Suppose your business needs to predict the conversion rate of future Ad campaigns based on your Ad spend. To find it, you would first need to find a correlation between advertising spend and conversion. A Regression Model can do just that, applying what’s called a Decision Tree Regression Algorithm. This algorithm breaks down a dataset into smaller and even smaller subsets while an associated decision tree is incrementally developed. The result is a hierarchical tree with nodes and leaf nodes.


Regression model diagram


In statistical modeling, Wikipedia states that Regression Analysis is a set of statistical processes for estimating the relationships between a dependent variable (often called the 'outcome variable') and one or more independent variables (often called 'predictors', 'covariates', or 'features'). 


If you put all of this together, you know that to find the amount of money needed to reach X number of conversions, you would need to spend Y amount of money. And to find it, you must build and run a Regression Model using a Decision Tree Regression Algorithm. The problem is that either you don’t have the team and the tools to make this happen, or you do have the team, but lack the tools that can help you test and iterate quickly in order to avoid spending bandwith your team could otherwise use by implementing other models. With Datagran, teams can quickly test, iterate and send models to production so that stakeholders can take action in a timely manner. It’s paramount to understand that in today’s world, companies need to make decisions today, not tomorrow, next week or next month. 


The following step-by-step tutorial will walk you through the process of running a Regression Model fast, with low code.



Step 1: Create a Pipeline

After your desired data sources have been integrated into Datagran, you can create a new pipeline


A data pipeline dashboard

Step 2: Select your data sources

From the right hand side menu, drag and drop the source you want to use to run the model. Make sure you name your pipeline.

A data pipeline dashboard


Step 3: First step to prepare your dataset

Connect an SQL operator to the source you already added by dragging and dropping the element located in the right-hand side menu.


A data pipeline dashboard




A data pipeline dashboard



Step 4: Second step to prepare dataset 

Check if the data is in the correct format. To do so you must open the SQL operator and run the following query:


SELECT *

FROM `[Name of the table you are going to use]`

LIMIT 20

 

To copy our example use this query:

 

SELECT *
FROM `Campaign_Data__hoja_1`
LIMIT 20

 

 

A data pipeline dashboard


Step 5: Third step to prepare dataset 

Set your model’s goal (In this example, we want to predict the number of Ad Conversions using Ad Spend data).

A data pipeline dashboard




Step 6: Fourth step to prepare dataset

Preprocess your data and save your SQL Operator by clicking on the Save button.

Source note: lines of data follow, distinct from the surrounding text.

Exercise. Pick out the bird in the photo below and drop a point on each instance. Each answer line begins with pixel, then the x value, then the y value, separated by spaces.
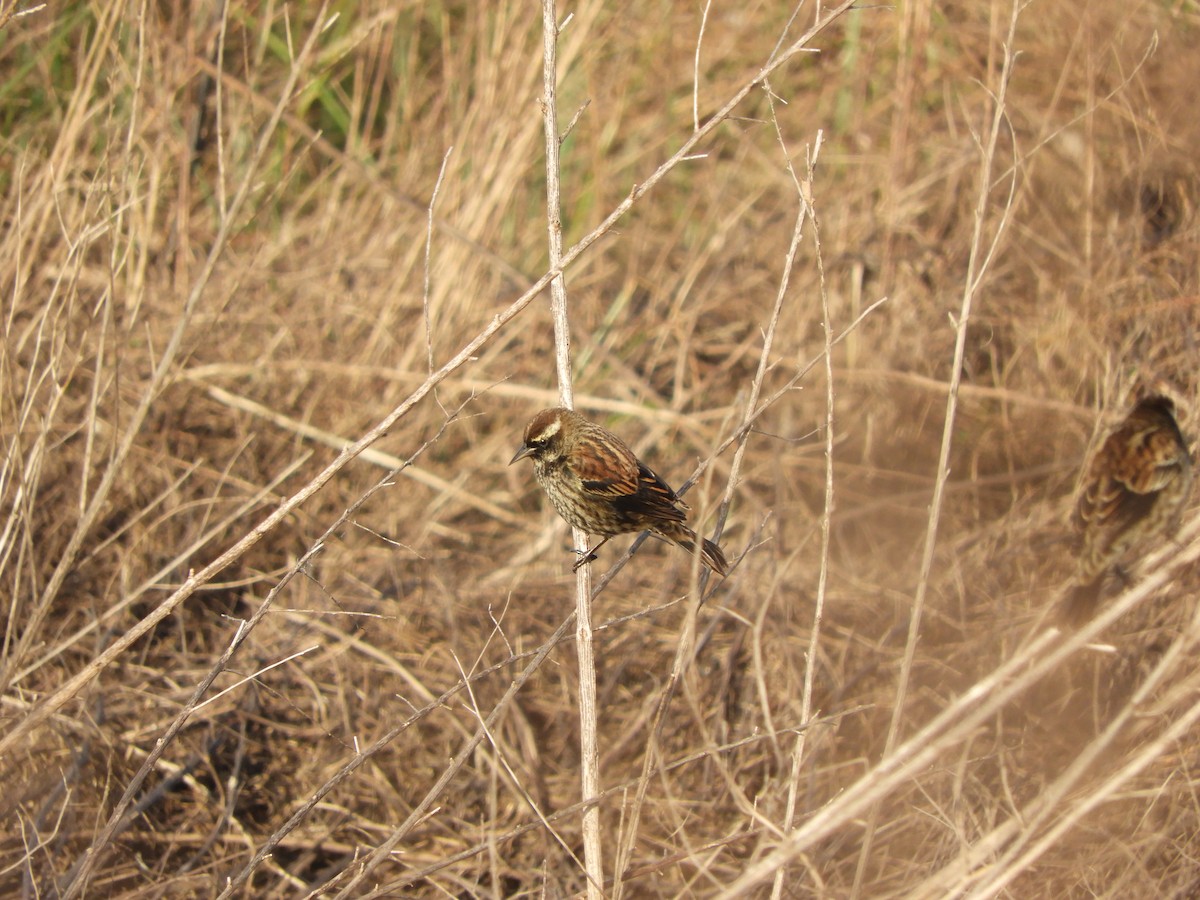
pixel 1133 491
pixel 598 485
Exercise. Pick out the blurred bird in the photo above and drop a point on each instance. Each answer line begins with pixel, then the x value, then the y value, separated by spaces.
pixel 1134 490
pixel 598 485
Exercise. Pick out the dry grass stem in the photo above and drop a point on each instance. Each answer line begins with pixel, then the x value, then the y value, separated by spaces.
pixel 277 618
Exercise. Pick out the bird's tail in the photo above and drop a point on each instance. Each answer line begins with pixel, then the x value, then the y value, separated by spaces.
pixel 1079 605
pixel 709 553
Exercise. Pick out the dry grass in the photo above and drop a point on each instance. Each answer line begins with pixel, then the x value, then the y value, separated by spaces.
pixel 214 269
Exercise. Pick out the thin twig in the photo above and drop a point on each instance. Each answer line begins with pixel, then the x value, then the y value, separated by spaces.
pixel 977 265
pixel 589 741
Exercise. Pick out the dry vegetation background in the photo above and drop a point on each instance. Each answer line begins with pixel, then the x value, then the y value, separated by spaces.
pixel 214 276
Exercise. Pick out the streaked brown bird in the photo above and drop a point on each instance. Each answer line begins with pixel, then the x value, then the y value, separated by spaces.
pixel 597 484
pixel 1135 487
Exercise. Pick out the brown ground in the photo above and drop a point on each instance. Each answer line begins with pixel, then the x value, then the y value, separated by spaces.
pixel 201 306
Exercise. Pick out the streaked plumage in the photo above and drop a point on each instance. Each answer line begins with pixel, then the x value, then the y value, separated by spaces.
pixel 1134 490
pixel 597 484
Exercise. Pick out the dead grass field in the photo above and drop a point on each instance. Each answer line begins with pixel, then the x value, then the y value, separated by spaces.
pixel 214 277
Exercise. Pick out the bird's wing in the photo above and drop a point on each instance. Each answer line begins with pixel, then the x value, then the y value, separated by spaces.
pixel 606 467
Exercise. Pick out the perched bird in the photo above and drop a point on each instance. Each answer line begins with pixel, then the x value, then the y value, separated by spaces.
pixel 597 484
pixel 1134 490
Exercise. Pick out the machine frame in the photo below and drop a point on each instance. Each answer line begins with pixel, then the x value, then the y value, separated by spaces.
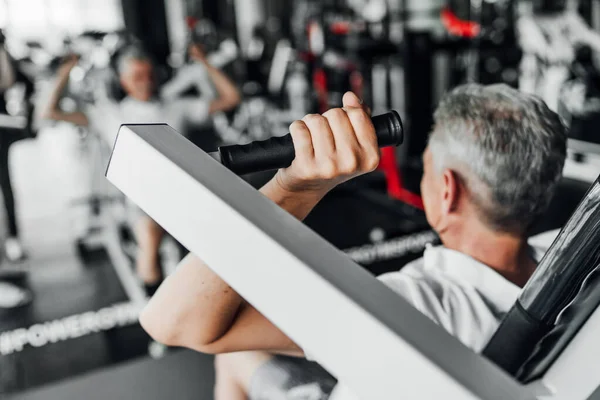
pixel 366 335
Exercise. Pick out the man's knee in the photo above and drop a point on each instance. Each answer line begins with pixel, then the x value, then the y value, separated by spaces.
pixel 240 366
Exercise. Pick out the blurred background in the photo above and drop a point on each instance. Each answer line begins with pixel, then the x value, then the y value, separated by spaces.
pixel 72 275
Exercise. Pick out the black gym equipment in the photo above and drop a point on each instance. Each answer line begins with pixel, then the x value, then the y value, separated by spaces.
pixel 278 152
pixel 557 300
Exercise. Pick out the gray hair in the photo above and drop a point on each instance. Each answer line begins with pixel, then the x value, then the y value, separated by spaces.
pixel 131 53
pixel 508 147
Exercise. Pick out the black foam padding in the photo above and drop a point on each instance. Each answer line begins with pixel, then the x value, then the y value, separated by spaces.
pixel 555 284
pixel 279 152
pixel 515 339
pixel 569 322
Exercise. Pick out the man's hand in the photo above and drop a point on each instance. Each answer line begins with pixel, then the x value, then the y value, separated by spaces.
pixel 197 53
pixel 330 149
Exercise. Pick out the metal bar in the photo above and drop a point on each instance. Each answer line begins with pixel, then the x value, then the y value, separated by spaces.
pixel 584 147
pixel 361 331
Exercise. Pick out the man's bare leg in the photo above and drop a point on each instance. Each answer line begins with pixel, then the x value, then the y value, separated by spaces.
pixel 235 372
pixel 149 236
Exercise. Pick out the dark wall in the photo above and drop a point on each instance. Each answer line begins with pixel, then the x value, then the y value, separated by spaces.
pixel 146 19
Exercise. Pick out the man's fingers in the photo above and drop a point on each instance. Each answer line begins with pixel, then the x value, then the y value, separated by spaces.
pixel 343 132
pixel 302 140
pixel 322 136
pixel 351 100
pixel 366 136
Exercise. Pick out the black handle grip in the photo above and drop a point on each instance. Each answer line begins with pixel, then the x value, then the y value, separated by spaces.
pixel 278 152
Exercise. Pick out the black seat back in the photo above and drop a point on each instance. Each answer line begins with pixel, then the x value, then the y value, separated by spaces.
pixel 531 330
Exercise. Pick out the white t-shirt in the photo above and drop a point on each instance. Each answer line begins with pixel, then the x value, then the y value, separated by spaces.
pixel 459 293
pixel 107 116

In this example, we are going to create a new data set to select the columns we need, which are the ID (in this case we will use [_sdc_row] as ID), [spend] and [Conversions]. We have to change the query in order to have the complete data set instead of 20 rows. 


Run the query and save it.


SELECT [ID Column],

       [Independent variable],

       [Dependent variable]

FROM `[Name of the table you are going to use]`

 

To copy this example use this query:


SELECT __sdc_row AS ID,
      Spend,
      Conversions
FROM `Campaign_Data__hoja_1`

A data pipeline dashboard



A data pipeline dashboard

A data pipeline dashboard


Then run the operator by hovering over the operator element and clicking on the Play icon. Once it completes the process a green checkmark will appear.


A data pipeline dashboard

A data pipeline dashboard


Step 7: Data set separation


Split the dataset into Training, Test, and Prediction data.


The training data is the amount of data we are going to use to train the model. For this example, we are going to use 80% of the original dataset.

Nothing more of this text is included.